Since the resulting graph can be skewed to one side or otherwise visually distorted, I again run the "Fruchterman Reingold" layout in the "Layouts" section. This time, I reduce the "Gravity" to 5 in order to spread the graph more.

Create and Color Clusters: Now, we need to identify the similar clusters people and give the clusters different colors so that we can start to make some sense of what we see in order to try to gain insight from the graph. In the "Statistics" tab, click on "Run" on the "Modularity" line of the "Community Detection" section. Use the defaults, and click "OK" in the popup window. This is a non-deterministic operation so that if you click "Run" again, it will give a slightly different number. It uses the Louvain community detection algorithm which Dr. David Stumpf reports in his "Graphs for Genealogists" software does a very good job of separating out the different branches of his own family tree.

Back on the left side tool bar, in the "Appearance" section's "Nodes" tab's "Partition" tab, select the attribute of "Modularity Class". Then click "Apply". Since the default is that the icon of an artist's palette was selected, you will see that each cluster/class has a unique color and number (starting from class 0). Once you click "Apply", your graph will show these colors applied to it.

Enhancing the Nodes and Edges: So far, our nodes show and edges show no information other than the connections.
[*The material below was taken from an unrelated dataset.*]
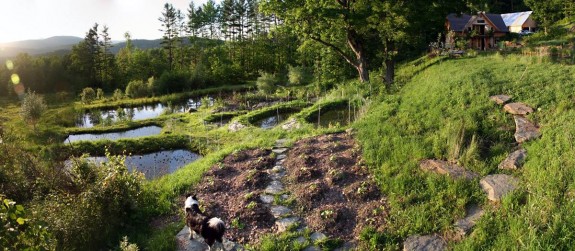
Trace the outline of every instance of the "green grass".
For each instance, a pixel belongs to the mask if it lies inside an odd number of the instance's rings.
[[[412,234],[447,232],[465,205],[476,202],[487,213],[473,235],[451,244],[456,249],[572,248],[574,79],[570,66],[479,56],[432,65],[398,93],[375,101],[356,127],[364,157],[388,197],[390,219],[387,231],[367,239],[382,240],[377,248],[395,249]],[[541,139],[523,144],[525,167],[508,172],[522,185],[499,207],[490,206],[477,180],[453,181],[418,167],[421,159],[439,158],[481,175],[502,173],[497,165],[514,146],[514,123],[489,101],[495,94],[535,107],[529,118],[543,132]]]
We need to know which testers are in which nodes, and it will be useful to set the node's circle size based on how connected that person is to the others in the Generations Matrix. In the "Appearance" section, click on the nested circles icon at the top (to the right of the artist's palette icon). Then in the "Ranking" tab, click on the "Degree" attribute in the pulldown list. I change the minimum size to 10 and the maximum to 200. Then click "Apply". Keep in mind that, because these are the most-connected people, even the smallest circles are highly connected.

Set the node labels on the tool bar at the bottom of the "Graph" section. At the right end of the bottom toolbar is a stylized up-arrow (looks like a tiny house). Click on that to open the full toolbar. Then click on the "Labels" tab. Click the empty box to check the "Node" section. You can change the font or use the slider to make the labels larger or smaller.

What Next?

Here is how our final graph looks.

If we hover the cursor over a node, we can see all the other highly-connected testers who the kit matches.

There are two main next steps.

You can export the graph to a PDF file where it can be zoomed and shared. This is done in the "Preview" section but requires a good deal of tweaking since it is not WYSIWYG.
I would really like to find a way to export the graph to a web page where it can be shared in a way that it can be interactively explored. But I have not really looked for that yet.
You can see what insights the graph reveals. I have not gone deeply into this yet. But I do see that the color of the nodes/clusters (using the Louvain community identification in the modularity statistic) does indeed group the most closely related people together. In this case, I have the option of running the modularity statistic again and then re-coloring the nodes. This breaks the exact same kits into five clusters instead of three.
I have not yet tried including the Generations Matrix cell values (the DNA-based estimated number of generations to MRCA) as labels or size-determinants of the edges.